Among them will be Will Lehner, 84, whose battle station on the Ward was as ammunition handler on the destroyer's afterdeck.

Lehner said that after the Ward fired on the 78-foot-long black Japanese midget submarine, the destroyer traveled right over it.

"It looked like it was covered by moss," said Lehner, who now lives in Stevens Point, Wis.

"I had never seen anything like it before," he told the Star-Bulletin yesterday by telephone.

Also attending this week's events will be several of his former shipmates on the Ward: Richard John "Dusty" Thill, who manned the destroyer's 4-inch gun on the port side; Frank Hadju, another port-side 4-inch gun crewman; Don Pepin, lookout on the starboard bridge; and Ken Swedberg, gunner on the ship's No. 3 anti-aircraft gun.

Lehner said that Outerbridge had reported aboard as skipper just two days before, and the Ward was on one of its weekly anti-submarine patrols outside the channel leading to Pearl Harbor.

At 3:30 a.m. on Dec. 7, Lehner recalled, the Ward's crew was rousted to man their battle stations as the call went through the decks of the four-stack destroyer.

"I couldn't figure what the new skipper was doing.
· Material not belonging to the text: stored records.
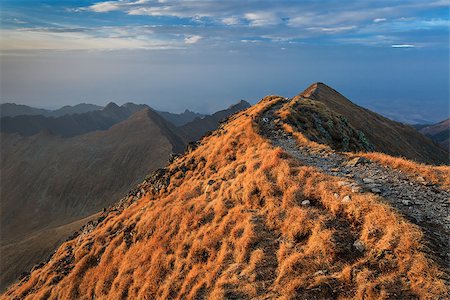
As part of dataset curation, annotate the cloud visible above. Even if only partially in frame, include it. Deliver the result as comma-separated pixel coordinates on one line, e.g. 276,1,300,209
184,35,203,44
308,25,357,33
0,27,183,51
244,11,281,27
88,0,149,13
2,0,450,48
222,16,240,26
We all thought it was just a drill. Half-hour later, we secured from general quarters. We never saw anything."

Then, at 6 a.m., the same call for general quarters was sounded on the destroyer.
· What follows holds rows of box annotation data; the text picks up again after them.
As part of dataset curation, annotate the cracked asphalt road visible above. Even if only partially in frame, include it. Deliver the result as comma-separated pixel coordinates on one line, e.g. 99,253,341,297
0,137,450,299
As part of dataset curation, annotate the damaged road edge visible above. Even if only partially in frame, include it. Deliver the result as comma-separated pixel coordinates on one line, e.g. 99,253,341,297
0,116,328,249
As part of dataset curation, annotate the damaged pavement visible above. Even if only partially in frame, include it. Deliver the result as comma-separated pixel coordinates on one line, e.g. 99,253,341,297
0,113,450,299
"Boy, we thought we didn't know how we would get along with this new skipper," Lehner added. "First a drill at 3:30, and then another one at 6 a.m."

He learned, however, that the one of the destroyer's four guns had fired at the unmarked sub but missed. The No. 2 shot hit the coning tower above the waterline, he said.

For years, "people doubted us that we ever sunk that sub," Thill said in the documentary.

The Japanese sub sunk by the Ward was one of five launched on Dec. 6, each carrying a two-man crew and armed with two torpedoes.

In his Dec. 13, 1941, after-action report to the Navy, Outerbridge said the destroyer's officer of the deck sighted at 6:37 the coning tower and periscope of the midget submarine tailing the supply ship USS Antares, which was headed to Pearl Harbor. Eight minutes later the Ward opened fire.

"The shot from number three gun, fired at a range of 560 yards or less, struck the submarine at the waterline, which was the junction of the hull and coning tower," Outerbridge wrote in his report. "Damage was seen by several members of the crew. This was a square positive hit."

He said the submarine sank in 1,200 feet of water after being barraged with depth charges fired from the Ward.

One of the five Japanese submarines washed up on the beaches at Bellows after the 1941 attack; three, including the one attacked by the Ward, were believed to have been sunk; the whereabouts of the fifth have never been verified.

The Hawaii Pacific University documentary features a re-enactment, archival footage and an interview with Kichiji Dewa, whose job in the Japanese navy was to maintain the midget submarines. In 2002, Dewa met with members of the Ward's crew and participated with them on the Discovery Channel's search for the midget submarine.

Ingo Bauernfeind, HPU student producer and director, said he wanted to tell "an important story that has largely been neglected."

Converted to a high-speed transport at Puget Sound Navy Yard in Washington in 1943, the Ward spent a year delivering troops in the South Pacific until it was sunk by an air attack off Leyte on Dec. 7, 1944.